- Education: Alcorn State University; Jackson State University
- Employer(s): Federal Reserve Bank of Chicago; Brookings Institution; Spelman College; Spelman College; University of Chicago; Dillard University; Howard University; Jiangsu Normal University
- Known for: Economics: wealth inequality

= Kristen Broady =

Kristen Broady is an American economist and academic. She was the Barron Hilton Endowed Professor of Financial Economics at Dillard University and became a senior economist directing the Economic Mobility Project at the Federal Reserve Bank of Chicago, and a nonresident senior fellow at the Brookings Institution. Her areas of specialty are the racial wealth gap, labor and automation, the economic impacts of the COVID-19 pandemic and returns to investment in higher education.

==Career==
Broady earned her bachelor's degree at Alcorn State University followed by a Master of Business Administration and Doctorate in Business Administration majoring in Economics at Jackson State University. Subsequently she served on the faculties of Spelman College, the University of Chicago, Howard University and as a visiting faculty member of Jiangsu Normal University in Xuzhou, China. She was the Dean of the College of Business and Barron Hilton Endowed Professor of Financial Economics at Dillard University prior to joining the Federal Reserve Bank of Chicago.

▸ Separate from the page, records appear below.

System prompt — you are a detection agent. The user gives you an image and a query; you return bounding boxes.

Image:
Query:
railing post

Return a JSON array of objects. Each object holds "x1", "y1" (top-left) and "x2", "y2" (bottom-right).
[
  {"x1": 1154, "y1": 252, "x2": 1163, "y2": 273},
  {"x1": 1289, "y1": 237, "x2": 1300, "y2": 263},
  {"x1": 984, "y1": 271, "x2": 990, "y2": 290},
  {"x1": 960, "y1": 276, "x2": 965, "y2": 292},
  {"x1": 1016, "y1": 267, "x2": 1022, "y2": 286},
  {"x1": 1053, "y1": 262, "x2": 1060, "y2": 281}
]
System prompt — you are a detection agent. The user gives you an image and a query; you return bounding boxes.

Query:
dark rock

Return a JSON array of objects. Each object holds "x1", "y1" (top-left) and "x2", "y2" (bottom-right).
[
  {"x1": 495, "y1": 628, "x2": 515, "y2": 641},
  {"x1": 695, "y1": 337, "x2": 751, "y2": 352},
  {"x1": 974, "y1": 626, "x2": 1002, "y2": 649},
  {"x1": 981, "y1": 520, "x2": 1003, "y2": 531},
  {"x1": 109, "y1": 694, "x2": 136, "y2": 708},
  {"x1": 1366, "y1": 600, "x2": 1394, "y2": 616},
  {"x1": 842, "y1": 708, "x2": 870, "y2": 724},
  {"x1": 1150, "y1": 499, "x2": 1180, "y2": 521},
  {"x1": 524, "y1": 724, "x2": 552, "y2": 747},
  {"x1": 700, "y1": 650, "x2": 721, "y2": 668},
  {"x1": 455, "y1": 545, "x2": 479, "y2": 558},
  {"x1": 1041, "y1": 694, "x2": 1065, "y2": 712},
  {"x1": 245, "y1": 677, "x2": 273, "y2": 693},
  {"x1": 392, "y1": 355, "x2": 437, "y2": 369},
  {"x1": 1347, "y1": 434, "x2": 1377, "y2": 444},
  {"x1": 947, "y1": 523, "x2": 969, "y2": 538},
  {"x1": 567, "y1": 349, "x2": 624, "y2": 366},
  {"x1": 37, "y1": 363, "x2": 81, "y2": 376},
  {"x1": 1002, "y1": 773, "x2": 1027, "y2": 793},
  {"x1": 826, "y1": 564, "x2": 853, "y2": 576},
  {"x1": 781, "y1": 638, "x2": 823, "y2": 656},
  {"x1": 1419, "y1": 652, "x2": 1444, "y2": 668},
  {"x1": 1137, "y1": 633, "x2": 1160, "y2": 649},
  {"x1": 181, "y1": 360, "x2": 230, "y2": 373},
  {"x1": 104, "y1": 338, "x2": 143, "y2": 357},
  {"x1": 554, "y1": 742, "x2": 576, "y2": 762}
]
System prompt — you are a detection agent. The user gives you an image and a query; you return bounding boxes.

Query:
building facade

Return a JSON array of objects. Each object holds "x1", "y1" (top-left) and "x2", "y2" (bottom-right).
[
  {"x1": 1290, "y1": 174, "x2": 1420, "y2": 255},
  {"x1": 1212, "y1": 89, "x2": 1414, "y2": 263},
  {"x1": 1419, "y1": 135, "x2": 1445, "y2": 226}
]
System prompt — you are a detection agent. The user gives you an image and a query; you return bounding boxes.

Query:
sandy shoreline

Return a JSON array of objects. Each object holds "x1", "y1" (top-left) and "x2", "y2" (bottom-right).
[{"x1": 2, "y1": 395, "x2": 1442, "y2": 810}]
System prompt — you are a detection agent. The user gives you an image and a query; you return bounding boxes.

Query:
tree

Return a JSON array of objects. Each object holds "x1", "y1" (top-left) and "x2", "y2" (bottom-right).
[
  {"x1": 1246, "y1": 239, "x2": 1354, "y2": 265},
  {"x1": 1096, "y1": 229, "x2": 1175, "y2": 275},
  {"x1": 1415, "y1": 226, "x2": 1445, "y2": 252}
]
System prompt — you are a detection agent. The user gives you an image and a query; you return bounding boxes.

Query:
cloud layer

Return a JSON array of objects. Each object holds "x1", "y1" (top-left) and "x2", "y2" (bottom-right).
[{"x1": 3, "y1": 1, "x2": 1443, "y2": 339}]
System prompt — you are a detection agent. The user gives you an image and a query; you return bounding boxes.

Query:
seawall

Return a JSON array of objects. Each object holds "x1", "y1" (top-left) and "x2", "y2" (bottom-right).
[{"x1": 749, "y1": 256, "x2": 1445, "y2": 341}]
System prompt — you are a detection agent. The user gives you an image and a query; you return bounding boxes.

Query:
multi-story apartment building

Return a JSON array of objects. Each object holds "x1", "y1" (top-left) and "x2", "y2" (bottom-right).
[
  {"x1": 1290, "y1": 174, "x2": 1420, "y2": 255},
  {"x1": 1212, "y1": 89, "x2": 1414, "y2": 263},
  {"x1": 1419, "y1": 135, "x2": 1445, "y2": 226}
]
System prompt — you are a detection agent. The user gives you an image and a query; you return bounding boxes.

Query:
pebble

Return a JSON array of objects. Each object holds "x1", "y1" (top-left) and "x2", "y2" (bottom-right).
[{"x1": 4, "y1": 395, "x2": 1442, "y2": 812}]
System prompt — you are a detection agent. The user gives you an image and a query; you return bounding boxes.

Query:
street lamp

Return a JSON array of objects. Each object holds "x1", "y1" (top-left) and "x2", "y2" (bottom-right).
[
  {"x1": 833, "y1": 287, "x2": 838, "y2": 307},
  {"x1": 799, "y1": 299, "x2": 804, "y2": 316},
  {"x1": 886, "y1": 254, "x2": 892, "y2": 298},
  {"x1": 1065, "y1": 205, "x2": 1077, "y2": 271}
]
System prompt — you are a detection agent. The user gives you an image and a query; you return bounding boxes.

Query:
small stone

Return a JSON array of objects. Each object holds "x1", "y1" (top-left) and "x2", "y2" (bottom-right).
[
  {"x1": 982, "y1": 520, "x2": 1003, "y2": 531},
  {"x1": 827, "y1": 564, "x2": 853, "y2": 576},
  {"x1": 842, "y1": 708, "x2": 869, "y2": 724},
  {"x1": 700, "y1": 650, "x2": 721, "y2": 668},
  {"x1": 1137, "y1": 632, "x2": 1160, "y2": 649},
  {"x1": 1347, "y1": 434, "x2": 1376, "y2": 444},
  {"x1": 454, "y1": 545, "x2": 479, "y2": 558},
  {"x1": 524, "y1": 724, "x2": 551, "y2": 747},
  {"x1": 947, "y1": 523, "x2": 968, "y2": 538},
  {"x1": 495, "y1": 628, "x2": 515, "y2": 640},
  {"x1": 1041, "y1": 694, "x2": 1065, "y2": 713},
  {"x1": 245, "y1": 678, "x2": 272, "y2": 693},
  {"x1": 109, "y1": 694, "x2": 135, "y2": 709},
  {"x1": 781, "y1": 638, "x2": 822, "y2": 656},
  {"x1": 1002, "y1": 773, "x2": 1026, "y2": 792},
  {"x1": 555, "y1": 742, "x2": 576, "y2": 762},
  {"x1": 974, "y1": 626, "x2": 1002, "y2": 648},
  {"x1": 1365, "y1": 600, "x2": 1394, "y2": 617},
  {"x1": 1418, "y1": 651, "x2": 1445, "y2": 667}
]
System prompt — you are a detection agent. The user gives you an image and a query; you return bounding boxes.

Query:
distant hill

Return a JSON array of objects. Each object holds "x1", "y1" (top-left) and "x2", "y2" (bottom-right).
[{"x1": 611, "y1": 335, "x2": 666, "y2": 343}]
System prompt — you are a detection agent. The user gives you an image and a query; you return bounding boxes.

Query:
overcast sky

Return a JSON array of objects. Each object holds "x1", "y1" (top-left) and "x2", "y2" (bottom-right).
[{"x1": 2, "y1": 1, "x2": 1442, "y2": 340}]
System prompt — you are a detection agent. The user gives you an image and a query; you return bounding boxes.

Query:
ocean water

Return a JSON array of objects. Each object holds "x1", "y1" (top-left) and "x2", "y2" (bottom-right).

She provided expert testimony on fintech cash flow products to the United States House of Representatives Committee on Financial Services in 2021. She was featured in an episode of the Federal Reserve Bank of St. Louis Timely Topics podcast, focusing on women in economics, and discussed workforce training for the post-COVID economy in an episode of The Conference Board's Sustaining Capitalism podcast series. She was an HBCU consultant for season two of The Quad on Black Entertainment Television (BET).